Author: larry
Date: Thu May 11 09:55:36 2006
New Revision: 9197

Modified:
   doc/trunk/design/syn/S05.pod

Log:
Changed :words/:w to :sigspace/:s and invented ss/// and ms// (or maybe mm//).


Modified: doc/trunk/design/syn/S05.pod
==============================================================================
--- doc/trunk/design/syn/S05.pod        (original)
+++ doc/trunk/design/syn/S05.pod        Thu May 11 09:55:36 2006
@@ -14,9 +14,9 @@
    Maintainer: Patrick Michaud <[EMAIL PROTECTED]> and
                Larry Wall <[EMAIL PROTECTED]>
    Date: 24 Jun 2002
-   Last Modified: 24 Apr 2006
+   Last Modified: 11 May 2006
    Number: 5
-   Version: 23
+   Version: 24
 
 This document summarizes Apocalypse 5, which is about the new regex
 syntax.  We now try to call them I<regex> because they haven't been
@@ -151,10 +151,13 @@
 
 =item *
 
-The new C<:w> (C<:words>) modifier causes whitespace sequences to be
-replaced by C<\s*> or C<\s+> subpattern as defined by the C<< <?ws> >> rule.

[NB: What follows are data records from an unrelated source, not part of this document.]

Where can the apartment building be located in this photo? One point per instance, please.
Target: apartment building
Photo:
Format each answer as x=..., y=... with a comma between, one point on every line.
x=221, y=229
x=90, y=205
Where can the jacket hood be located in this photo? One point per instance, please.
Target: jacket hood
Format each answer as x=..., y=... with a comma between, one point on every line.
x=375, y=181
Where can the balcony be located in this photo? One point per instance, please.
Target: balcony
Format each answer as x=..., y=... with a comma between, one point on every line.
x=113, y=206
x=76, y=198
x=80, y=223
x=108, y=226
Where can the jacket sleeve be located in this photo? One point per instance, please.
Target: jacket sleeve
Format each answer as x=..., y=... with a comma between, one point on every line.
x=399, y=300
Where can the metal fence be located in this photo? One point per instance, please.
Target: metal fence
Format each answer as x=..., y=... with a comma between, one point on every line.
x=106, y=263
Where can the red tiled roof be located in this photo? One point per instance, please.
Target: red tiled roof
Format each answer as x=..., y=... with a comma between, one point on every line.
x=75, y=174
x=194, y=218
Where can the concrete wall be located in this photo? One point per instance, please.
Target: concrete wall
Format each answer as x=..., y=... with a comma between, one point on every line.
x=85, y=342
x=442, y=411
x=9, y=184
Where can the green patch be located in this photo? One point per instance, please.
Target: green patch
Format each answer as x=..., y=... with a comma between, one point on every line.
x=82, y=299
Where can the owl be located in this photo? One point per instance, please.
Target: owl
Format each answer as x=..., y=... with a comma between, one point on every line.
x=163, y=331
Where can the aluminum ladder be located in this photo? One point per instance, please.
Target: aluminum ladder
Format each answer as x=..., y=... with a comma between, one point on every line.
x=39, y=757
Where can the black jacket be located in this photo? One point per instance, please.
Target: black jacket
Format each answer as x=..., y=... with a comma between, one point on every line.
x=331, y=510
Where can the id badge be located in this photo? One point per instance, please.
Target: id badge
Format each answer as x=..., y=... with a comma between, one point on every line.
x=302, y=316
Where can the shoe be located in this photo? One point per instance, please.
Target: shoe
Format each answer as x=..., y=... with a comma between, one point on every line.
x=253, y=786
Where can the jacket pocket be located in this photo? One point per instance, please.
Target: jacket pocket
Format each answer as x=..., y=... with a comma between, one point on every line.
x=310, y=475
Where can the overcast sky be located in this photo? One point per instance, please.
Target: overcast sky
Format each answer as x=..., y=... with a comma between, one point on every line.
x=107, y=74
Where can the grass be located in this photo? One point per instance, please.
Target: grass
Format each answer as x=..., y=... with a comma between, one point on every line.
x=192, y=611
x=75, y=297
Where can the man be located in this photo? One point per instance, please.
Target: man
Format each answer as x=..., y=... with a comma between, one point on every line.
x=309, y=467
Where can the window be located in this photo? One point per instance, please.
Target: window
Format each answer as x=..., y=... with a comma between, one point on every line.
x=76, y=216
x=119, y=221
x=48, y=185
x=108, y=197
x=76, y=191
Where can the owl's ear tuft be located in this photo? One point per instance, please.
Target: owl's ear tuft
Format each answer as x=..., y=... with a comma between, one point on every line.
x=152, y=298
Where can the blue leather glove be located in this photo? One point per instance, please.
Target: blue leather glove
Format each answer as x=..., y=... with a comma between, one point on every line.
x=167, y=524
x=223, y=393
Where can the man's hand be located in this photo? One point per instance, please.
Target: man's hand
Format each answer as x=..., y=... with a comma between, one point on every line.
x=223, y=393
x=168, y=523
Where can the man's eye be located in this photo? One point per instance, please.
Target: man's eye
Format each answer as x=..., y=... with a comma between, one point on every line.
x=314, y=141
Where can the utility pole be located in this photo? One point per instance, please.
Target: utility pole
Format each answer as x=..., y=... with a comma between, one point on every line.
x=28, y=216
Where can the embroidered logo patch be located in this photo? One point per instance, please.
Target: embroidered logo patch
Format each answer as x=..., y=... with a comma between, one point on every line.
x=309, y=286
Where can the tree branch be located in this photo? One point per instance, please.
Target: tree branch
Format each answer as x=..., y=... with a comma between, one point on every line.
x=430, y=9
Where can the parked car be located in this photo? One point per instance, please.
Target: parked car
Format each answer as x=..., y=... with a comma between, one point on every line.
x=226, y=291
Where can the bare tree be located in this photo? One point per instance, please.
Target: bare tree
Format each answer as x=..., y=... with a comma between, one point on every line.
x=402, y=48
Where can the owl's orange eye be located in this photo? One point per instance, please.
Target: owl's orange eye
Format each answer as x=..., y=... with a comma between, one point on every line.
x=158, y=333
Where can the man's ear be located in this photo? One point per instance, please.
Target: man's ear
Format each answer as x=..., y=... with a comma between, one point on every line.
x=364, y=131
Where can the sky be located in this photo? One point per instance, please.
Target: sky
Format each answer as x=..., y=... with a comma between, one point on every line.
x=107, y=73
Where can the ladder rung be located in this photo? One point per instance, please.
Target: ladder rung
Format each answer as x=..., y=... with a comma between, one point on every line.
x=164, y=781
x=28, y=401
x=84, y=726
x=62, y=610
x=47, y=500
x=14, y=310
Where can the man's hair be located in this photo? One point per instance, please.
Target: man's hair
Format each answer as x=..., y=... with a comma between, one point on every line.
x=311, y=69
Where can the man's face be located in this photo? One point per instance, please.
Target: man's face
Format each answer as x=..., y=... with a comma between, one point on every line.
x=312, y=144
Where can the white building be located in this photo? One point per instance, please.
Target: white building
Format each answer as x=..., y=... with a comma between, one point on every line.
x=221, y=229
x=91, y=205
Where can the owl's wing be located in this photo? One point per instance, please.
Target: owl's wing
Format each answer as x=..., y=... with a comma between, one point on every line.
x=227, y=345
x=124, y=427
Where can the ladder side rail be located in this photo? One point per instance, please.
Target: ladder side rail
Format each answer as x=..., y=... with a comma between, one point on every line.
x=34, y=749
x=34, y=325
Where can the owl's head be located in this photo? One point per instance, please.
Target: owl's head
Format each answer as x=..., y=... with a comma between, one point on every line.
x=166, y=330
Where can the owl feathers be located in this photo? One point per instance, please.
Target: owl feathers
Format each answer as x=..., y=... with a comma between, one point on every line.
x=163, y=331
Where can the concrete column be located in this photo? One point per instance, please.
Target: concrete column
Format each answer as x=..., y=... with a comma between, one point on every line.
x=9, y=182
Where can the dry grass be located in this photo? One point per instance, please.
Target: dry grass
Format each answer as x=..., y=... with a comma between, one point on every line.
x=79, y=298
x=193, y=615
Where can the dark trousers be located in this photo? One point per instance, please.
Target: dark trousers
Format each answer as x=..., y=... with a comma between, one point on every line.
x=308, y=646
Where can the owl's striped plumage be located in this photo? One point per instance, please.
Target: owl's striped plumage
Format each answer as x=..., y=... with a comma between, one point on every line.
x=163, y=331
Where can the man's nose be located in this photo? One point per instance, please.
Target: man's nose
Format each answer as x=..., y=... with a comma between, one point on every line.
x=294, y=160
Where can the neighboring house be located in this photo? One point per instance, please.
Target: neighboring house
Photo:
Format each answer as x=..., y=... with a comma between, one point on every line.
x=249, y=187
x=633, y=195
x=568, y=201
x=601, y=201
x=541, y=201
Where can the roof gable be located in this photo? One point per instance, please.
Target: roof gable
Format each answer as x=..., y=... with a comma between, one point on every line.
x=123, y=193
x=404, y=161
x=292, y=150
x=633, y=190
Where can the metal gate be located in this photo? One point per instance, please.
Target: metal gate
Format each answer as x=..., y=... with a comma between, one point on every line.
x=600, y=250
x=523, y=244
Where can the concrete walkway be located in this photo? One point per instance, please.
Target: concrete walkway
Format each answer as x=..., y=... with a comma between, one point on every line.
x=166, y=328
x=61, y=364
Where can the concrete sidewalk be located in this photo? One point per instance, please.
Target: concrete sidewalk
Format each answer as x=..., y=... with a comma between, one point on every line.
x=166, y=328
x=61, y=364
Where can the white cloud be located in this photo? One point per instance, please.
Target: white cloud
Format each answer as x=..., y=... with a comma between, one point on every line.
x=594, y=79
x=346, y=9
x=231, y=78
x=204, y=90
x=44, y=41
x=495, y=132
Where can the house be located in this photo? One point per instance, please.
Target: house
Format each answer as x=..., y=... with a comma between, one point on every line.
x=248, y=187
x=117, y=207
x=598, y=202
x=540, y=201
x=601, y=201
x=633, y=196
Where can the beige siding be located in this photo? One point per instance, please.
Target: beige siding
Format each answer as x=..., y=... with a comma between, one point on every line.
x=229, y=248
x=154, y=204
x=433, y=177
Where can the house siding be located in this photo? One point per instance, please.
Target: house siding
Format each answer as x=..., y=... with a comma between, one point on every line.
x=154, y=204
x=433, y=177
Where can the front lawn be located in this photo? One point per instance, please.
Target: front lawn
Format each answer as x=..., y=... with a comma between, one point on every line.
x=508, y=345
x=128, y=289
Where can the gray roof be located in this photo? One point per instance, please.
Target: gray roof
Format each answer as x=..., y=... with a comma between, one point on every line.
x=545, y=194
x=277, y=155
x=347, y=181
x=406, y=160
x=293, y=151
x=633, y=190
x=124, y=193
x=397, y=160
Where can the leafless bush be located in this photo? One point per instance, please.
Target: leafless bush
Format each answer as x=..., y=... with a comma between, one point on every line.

+The new C<:s> (C<:sigspace>) modifier causes whitespace sequences
+to be considered "significant".  That is, they are replaced by a
+whitespace matching rule, C<< <?ws> >>.
 
-     m:w/ next cmd =   <condition>/
+Anyway,
+
+     m:s/ next cmd =   <condition>/
 
 Same as:
 
@@ -166,17 +169,43 @@
 
 But in the case of
 
-     m:w { (a|\*) (b|\+) }
+     m:s {(a|\*) (b|\+)}
 
 or equivalently,
 
      m { (a|\*) <?ws> (b|\+) }
 
-C<< <?ws> >> can't decide what to do until it sees the data.  It still does
-the right thing.  If not, define your own C<< <?ws> >> and C<:w> will use that.
+C<< <?ws> >> can't decide what to do until it sees the data.

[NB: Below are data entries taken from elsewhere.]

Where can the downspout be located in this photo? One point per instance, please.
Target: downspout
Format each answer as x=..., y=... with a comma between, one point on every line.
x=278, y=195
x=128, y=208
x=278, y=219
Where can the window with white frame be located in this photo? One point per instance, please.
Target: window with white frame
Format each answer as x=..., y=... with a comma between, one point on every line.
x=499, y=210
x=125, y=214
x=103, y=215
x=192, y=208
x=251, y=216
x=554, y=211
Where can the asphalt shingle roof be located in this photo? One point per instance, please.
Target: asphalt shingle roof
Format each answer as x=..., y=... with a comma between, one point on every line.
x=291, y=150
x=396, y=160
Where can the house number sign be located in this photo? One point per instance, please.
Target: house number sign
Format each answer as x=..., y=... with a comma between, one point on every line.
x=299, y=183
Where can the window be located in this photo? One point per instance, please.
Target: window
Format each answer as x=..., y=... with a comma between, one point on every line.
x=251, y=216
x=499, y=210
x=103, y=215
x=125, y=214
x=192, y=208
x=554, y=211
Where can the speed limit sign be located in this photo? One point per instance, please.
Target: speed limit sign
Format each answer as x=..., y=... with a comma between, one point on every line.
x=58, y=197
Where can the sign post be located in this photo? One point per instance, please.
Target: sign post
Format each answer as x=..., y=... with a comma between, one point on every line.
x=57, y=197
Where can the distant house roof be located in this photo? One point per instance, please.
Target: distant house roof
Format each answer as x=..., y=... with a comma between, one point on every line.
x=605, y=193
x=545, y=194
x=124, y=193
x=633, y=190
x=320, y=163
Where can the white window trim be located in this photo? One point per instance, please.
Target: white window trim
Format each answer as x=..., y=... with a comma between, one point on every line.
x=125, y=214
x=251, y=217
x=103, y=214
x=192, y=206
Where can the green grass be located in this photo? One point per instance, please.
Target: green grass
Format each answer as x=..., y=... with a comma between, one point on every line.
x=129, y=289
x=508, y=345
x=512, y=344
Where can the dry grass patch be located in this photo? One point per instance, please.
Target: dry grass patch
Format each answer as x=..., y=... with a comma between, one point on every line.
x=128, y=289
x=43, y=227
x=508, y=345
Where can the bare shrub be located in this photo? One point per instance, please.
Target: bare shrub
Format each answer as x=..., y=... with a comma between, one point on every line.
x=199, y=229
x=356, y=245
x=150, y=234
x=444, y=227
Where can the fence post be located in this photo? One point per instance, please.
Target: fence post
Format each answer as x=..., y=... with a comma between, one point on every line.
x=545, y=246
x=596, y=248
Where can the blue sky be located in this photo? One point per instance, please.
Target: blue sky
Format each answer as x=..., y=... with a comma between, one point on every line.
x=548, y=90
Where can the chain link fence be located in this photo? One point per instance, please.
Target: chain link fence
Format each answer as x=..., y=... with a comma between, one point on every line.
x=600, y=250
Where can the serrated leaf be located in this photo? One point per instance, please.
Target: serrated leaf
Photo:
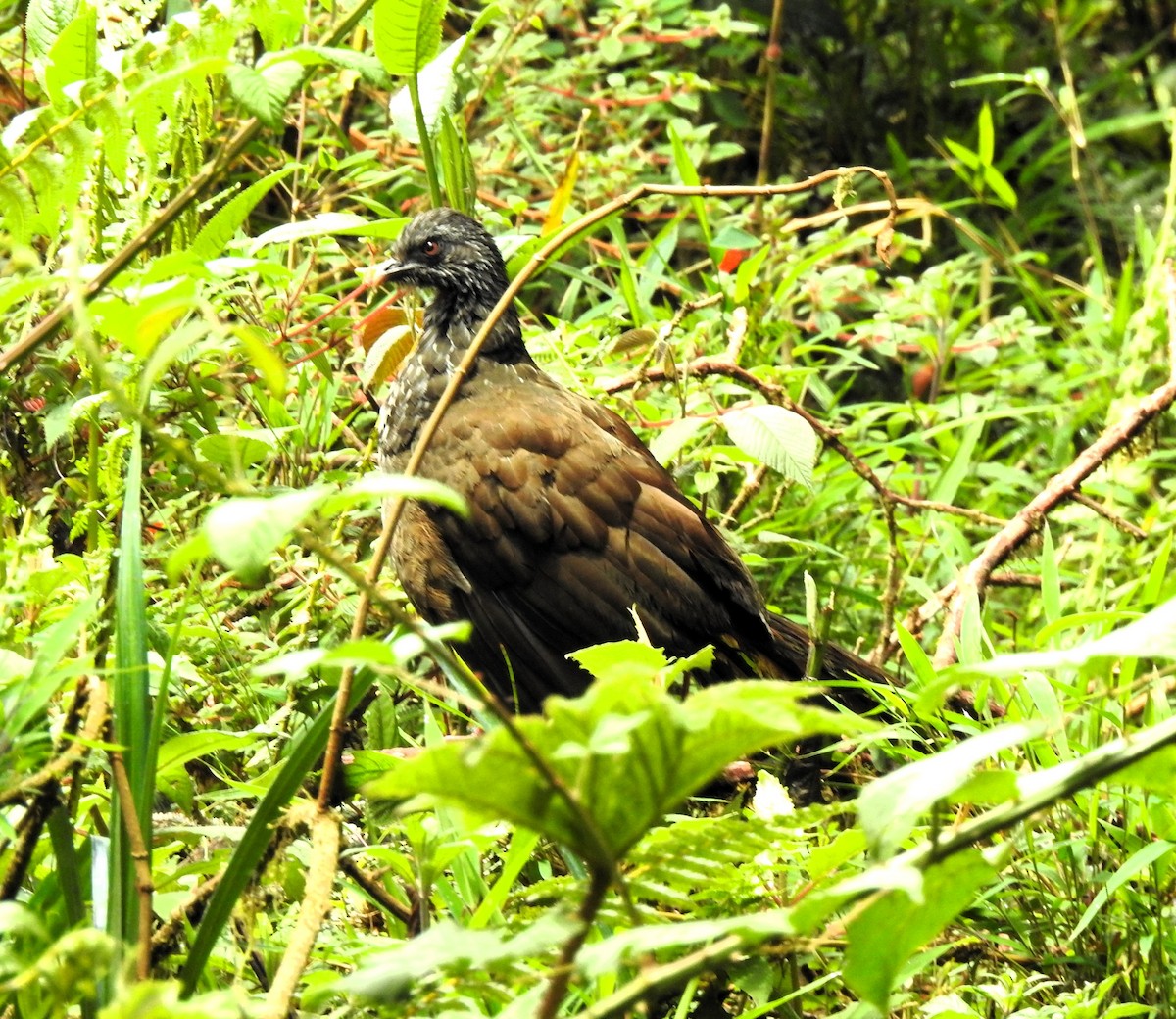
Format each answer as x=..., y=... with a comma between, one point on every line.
x=244, y=532
x=407, y=33
x=215, y=235
x=74, y=55
x=386, y=354
x=626, y=752
x=265, y=93
x=885, y=935
x=777, y=437
x=17, y=210
x=889, y=807
x=45, y=22
x=366, y=66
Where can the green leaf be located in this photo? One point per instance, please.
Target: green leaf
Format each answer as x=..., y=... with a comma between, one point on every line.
x=74, y=55
x=781, y=439
x=130, y=702
x=407, y=33
x=885, y=935
x=257, y=343
x=1152, y=636
x=215, y=236
x=450, y=947
x=244, y=532
x=688, y=174
x=17, y=210
x=985, y=141
x=891, y=806
x=236, y=451
x=116, y=130
x=46, y=20
x=624, y=753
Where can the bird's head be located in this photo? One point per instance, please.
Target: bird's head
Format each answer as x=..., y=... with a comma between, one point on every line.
x=450, y=253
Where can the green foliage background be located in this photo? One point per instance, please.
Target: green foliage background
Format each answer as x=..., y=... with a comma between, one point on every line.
x=188, y=198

+It still does the right thing.  If not, define your own C<< <?ws> >>
+and C<:sigspace> will use that.
 
-In general you don't need to use C<:w> within grammars because
+In general you don't need to use C<:sigspace> within grammars because
 the parser rules automatically handle whitespace policy for you.
+In this context, whitespace often includes comments, depending on
+how the grammar chooses to define its whitespace rule.  Although the
+default C<< <?ws> >> subrule recognizes no comment construct, any
+grammar is free to override the rule.  The C<< <?ws> >> rule is not
+intended to mean the same thing everywhere.
+
+It's also possible to pass an argument to C<:sigspace> specifying
+a completely different subrule to apply.  This can be any rule, it
+doesn't have to match whitespace.  When discussing this modifier, it is
+important to distinguish the significant whitespace in the pattern from
+the "whitespace" being matched, so we'll call the pattern's whitespace
+I<sigspace>, and generally reserve I<whitespace> to indicate whatever
+C<< <?ws> >> matches in the current grammar. The correspondence
+between sigspace and whitespace is primarily metaphorical, which is
+why the correspondence is both useful and (potentially) confusing.
+
+The C<:s> modifier is considered sufficiently important that
+match variants are defined for them:
+
+    ms/match some words/                       # same as m:sigspace
+    ss/match some words/replace those words/   # same ss s:sigspace
+
+Conjecture: This might become sufficiently idiomatic that C<ms//> would
+be better as a "stuttered" C<mm//> instead, much as C<qq//> became idiomatic.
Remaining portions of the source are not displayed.